Still more surprises. Here is a pound box of stuffed dates, but in new form. Labor is scarce in the date packer's kitchens, and stuffing dates is a whale of a trouble. What the packer does is to turn the dates and the stuffing of nuts and honey into a mechanical mixer; then, well blended, the mass is pressed into inch-thick squares, cut into pieces, and sugar-rolled. The taste is exactly the same as stuffed dates—different in form, that's all. As if this wasn't a boxload, there's more—two pounds of freshly packed and gathered oranges and grapefruit—sweet, sweet, for these fruits are at their best now in the desert country. To order, ask for a “gift case;” wire money or mail check for $10.25 to Russell C. Nicoll, Valerie Jean Date Shop, Thermal, California.

“Constant Comment” is a blend of the Old South being introduced to Manhattan's tea tipplers by Ruth Campbell Bigelow and Mrs. Bertha West Nealey. These women, deploring the decline of the tea table in favor of the cocktail, hope to return the tea hour to its rightful importance by presenting a family of glamorized blends which promise to make tea truly “the sovereign drink of pleasure.” “Constant Comment” is a Ceylon tea, the best that can be purchased in the present wartime market, and is blended with processed orange and numerous spices.

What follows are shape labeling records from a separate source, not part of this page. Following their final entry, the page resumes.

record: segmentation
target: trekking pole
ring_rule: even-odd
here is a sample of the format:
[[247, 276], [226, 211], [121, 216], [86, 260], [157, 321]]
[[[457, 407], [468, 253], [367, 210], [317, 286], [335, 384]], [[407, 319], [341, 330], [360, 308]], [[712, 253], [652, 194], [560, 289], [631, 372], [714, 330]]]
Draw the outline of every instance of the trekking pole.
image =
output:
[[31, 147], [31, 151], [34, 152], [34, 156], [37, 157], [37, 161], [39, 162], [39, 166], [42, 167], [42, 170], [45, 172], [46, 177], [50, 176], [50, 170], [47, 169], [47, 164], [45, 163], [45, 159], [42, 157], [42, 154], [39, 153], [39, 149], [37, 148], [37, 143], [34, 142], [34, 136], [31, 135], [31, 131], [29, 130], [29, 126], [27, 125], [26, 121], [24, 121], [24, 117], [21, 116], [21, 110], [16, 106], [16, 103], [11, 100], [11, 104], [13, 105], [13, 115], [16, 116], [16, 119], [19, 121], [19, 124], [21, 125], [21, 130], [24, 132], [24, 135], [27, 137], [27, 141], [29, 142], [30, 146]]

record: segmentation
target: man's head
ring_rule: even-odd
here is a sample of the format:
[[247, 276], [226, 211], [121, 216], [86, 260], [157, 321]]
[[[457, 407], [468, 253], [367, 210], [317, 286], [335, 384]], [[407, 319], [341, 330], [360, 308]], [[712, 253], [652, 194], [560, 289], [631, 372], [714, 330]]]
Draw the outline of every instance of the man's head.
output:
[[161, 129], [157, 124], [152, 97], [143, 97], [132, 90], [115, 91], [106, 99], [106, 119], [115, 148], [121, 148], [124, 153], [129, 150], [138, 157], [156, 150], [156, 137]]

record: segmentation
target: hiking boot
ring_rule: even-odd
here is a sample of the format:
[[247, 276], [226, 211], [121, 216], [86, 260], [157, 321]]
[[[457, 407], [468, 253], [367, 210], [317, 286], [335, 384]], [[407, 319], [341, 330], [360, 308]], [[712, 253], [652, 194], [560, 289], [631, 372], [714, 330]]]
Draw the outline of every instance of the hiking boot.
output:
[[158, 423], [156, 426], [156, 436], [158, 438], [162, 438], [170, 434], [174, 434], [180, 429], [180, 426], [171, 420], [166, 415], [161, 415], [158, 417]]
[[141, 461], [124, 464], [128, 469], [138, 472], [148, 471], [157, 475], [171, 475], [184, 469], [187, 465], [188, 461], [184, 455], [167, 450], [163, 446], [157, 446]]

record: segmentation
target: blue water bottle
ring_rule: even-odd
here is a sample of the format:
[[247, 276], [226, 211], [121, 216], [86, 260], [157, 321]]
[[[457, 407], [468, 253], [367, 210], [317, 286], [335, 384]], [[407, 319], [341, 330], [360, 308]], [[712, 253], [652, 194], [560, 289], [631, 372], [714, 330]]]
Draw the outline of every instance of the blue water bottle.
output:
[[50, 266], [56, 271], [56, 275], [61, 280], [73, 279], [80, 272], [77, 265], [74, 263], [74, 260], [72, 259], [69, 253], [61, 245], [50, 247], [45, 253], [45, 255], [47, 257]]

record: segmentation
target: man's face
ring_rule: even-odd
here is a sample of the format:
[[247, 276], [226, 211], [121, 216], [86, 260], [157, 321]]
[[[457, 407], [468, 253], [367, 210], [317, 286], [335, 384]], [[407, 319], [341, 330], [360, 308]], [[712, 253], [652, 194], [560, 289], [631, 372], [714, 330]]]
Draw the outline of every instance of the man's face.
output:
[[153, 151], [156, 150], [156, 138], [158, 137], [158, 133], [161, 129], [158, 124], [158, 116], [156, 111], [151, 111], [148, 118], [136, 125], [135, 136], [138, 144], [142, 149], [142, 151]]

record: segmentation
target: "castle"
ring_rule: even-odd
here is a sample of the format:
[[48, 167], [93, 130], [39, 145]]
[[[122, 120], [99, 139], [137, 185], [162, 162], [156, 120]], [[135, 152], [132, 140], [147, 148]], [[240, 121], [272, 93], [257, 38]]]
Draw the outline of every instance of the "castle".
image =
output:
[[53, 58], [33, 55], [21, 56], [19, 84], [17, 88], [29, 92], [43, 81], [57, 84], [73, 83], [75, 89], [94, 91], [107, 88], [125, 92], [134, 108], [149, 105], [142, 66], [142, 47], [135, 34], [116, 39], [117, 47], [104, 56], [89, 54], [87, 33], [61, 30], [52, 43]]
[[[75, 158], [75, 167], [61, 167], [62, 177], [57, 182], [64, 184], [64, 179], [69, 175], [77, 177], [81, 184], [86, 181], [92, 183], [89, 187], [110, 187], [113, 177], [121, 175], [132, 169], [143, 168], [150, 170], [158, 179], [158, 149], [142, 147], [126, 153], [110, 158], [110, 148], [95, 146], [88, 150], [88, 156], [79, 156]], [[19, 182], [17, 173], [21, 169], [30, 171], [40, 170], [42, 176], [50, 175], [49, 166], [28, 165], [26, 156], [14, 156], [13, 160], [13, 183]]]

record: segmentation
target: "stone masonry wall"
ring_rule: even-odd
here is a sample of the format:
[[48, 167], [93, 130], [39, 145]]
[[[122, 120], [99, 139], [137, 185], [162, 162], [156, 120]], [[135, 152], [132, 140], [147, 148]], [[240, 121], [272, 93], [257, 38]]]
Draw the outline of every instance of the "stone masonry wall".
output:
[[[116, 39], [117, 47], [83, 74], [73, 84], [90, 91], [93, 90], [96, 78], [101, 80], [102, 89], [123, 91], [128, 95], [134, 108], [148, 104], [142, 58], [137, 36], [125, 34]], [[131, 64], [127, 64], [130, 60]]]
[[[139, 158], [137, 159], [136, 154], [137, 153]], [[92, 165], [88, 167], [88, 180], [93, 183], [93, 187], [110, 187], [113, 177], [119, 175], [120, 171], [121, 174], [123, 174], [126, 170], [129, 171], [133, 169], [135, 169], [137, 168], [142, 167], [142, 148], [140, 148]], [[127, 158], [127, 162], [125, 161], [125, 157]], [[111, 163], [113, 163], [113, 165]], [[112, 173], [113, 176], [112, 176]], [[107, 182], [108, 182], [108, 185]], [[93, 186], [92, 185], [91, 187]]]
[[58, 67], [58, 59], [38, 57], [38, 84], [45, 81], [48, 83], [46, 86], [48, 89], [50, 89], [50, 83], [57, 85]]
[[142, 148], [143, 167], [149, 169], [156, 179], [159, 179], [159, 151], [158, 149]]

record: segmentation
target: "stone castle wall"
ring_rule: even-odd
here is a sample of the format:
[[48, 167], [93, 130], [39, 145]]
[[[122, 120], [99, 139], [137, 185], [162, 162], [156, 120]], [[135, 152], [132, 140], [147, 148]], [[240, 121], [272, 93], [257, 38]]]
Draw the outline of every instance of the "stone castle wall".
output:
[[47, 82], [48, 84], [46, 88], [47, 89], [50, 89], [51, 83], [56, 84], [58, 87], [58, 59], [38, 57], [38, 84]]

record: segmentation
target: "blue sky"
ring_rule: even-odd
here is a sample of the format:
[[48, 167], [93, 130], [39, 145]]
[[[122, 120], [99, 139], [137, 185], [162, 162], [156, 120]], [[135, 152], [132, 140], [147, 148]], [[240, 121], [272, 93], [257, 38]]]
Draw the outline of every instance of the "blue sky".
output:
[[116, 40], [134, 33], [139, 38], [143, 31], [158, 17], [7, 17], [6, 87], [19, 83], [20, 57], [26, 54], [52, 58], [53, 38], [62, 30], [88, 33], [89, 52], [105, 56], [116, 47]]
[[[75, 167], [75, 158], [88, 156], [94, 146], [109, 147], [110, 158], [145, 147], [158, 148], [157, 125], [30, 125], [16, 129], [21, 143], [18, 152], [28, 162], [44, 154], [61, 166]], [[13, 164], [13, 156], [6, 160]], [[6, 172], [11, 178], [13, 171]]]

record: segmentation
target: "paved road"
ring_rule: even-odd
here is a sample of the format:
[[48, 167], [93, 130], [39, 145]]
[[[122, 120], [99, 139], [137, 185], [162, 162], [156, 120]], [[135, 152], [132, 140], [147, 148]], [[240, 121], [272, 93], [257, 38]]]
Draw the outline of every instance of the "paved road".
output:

The formula comes from Mrs. Nealey's grandmother, Mary Anne Armstrong, who prepared this tea all the years of her life for her plantation table at Lynch River, S. C. She had the recipe from her mother, and on back to the days of the Jamestown settlers. Six months went into perfecting the blend. Previously, Mrs. Nealey had made the tea in small lots only for the family. When the tea is made in quantity for long-time keeping, the orange requires special processing, so as not to lose the balance of fragrance with the spice.